Kookie had taken up producing after the Prince debacle. He created The Outsider with Tim Sebastian, one of the first debate shows aired out of India. He also launched Mission Sapne, a celebrity-based charity show, and the Shree Shakti Awards. Then, in 2016, his father passed away. The loss made him want to revisit his growing up years in the 1990s.
“I remember I had just come out of school and my father had forced me to join the stock market. The economy was opening up and it was the biggest boom back then.” Working with co-writer Arjun Dhawan, he researched the period extensively, drawing from Harshad Mehta’s story but also other events and experiences. “Not many people remember that India was in a state of bankruptcy in that period. We used to live in houses with the roofs leaking. Only a few of us owned cars. I feel it helps to remember where we are coming from.”

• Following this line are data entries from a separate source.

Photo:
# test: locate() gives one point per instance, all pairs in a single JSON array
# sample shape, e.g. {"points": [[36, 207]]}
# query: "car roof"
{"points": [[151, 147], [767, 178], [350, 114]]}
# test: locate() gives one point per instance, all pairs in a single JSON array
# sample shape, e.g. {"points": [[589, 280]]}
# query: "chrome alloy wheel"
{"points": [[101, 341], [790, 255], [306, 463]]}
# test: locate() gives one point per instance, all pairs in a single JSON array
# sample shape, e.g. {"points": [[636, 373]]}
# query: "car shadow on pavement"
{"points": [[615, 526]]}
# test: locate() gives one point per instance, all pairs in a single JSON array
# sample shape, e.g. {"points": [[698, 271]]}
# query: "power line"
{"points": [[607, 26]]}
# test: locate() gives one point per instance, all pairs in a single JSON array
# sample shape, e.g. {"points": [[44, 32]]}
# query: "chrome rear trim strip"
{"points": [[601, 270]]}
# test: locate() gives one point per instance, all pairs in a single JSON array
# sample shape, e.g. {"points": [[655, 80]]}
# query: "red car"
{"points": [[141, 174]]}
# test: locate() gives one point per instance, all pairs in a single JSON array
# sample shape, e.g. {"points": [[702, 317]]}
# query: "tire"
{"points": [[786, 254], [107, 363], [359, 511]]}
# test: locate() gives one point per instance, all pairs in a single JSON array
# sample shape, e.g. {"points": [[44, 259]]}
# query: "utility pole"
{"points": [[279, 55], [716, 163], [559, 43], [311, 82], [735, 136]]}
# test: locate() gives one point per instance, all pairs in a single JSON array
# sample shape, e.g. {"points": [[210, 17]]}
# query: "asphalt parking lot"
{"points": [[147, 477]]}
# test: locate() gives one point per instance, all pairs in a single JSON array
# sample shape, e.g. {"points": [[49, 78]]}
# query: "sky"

The Big Bull, Kookie adds, is less about the scam and more about the trappings of ambition. “It’s about one man’s journey and how dangerous he became to himself. It’s not a very technical film.” Through Hemant’s journey, the film attempts to flesh out the turbulence of the 90s. This was the toughest gig in the production. The landscape of Mumbai has changed rapidly in the last two decades. At one point, the team was filming in a chawl and had to clean up the split air-conditioners in post. Elsewhere, sourcing old cars and artifacts became a problem. “The youngsters on set couldn’t believe we used coin-operated phones.”
Actor Nikita Dutta, who plays Hemant’s steadfast wife Priya, says she had great fun revisiting the era. “Everything from the clothes to the language had to be matched to the period. We’ve even featured Gold Spot (a popular soft drink from the time) in the songs.”
Kookie asserts that Abhishek was the obvious choice to play Hemant. He invokes the great character work the actor has done in films like Guru (2007) and Raavan (2010). “Hemant in The Big Bull is a complex character, with a huge range of emotions. And Abhishek is somebody who comes with that spectrum. He has the experience as well as the talent.”
Nikita, meanwhile, points to a hoot of a co-star. “Abhishek is one of the nicest human beings but he’s also a prankster,” she says. “He can really get to you and pull your leg when you are least expecting it.”
Towards the end, we ask Kookie if he feels he’s matured since his first film. He responds with a laugh. “When I made Prince, everyone told me it was ahead of its time. Luckily, The Big Bull is very much with the times.”